(Bloomberg) -- Germany risks being left holding 2.2 billion euros ($2.1 billion) of unsellable Russian energy assets when it takes over Uniper SE at the end of the year.

The Dusseldorf-based utility has so far failed to find a potential buyer for its Russian subsidiary Unipro since putting it up for sale in March, according to people familiar with the matter. And the odds of a deal are vanishingly small amid Europe’s energy conflict with Russia, which escalated this week after a key natural gas pipeline was damaged in what Germany called an act of sabotage.

Uniper, one of the biggest casualties of the energy crisis, has to get rid of its Russian plants before its nationalization in the country’s largest corporate bailout in at least a decade. Otherwise, the government risks becoming the owner of five coal and gas power plants that supply about 5% of Russia’s total energy needs, an untenable position for Berlin amid the raft of European and US sanctions against Moscow for its war in Ukraine. 
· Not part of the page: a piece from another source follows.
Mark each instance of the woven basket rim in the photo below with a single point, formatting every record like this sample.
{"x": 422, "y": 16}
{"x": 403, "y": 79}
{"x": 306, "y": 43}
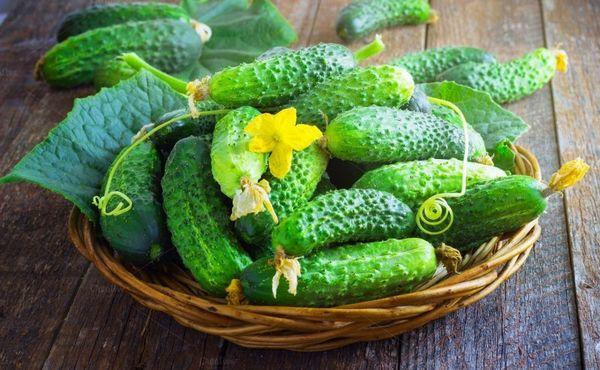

Germany may have no choice but to give up the assets. Even if a sale were possible, President Vladimir Putin has made it almost impossible for international energy companies to secure big financial gains when they exit Russia. Early this month, Shell Plc walked away from a liquefied natural gas project with nothing, while Equinor ASA posted a $1 billion impairment on its balance sheet as a result of leaving its Russian interests. 

Controlled Exit

Uniper is still trying a “controlled exit” from the Russian market, Markus Rauramo, the chief executive officer of Fortum Oyj, the German utility’s current parent, said in a call with analysts last week. He still expects to reach an agreement on Unipro’s sale, but declined to assess the likelihood of winning Russian government consent. 

Unipro’s book value is between 1.7 billion euros and 2.2 billion euros, Uniper Chief Executive Officer Klaus-Dieter Maubach said last week. The Russian assets accounted for more than 15% of Uniper’s adjusted earnings in 2021. A sale is still possible until the end of this year, when the government expects the nationalization to take effect.

The German Economy Ministry declined to comment on the matter. Uniper didn’t respond to requests for comment. 

Another option is to swap Unipro for ownership of a former subsidiary of Gazprom PJSC now under the control of Germany’s energy regulator, according to the people. The company, called Securing Energy for Europe GmbH, has been in German trusteeship since April, but the controlling shareholder is a Russian entity called JSC Palmary, to which Gazprom gave the subsidiary.

Such a swap wouldn’t involve money, and so probably not violate sanctions, but talks with Moscow regarding Uniper’s assets have been impossible so far, the people said. Any decision on SEFE’s future will be made by the federal government, Managing Director Egbert Laege said at a conference earlier this week.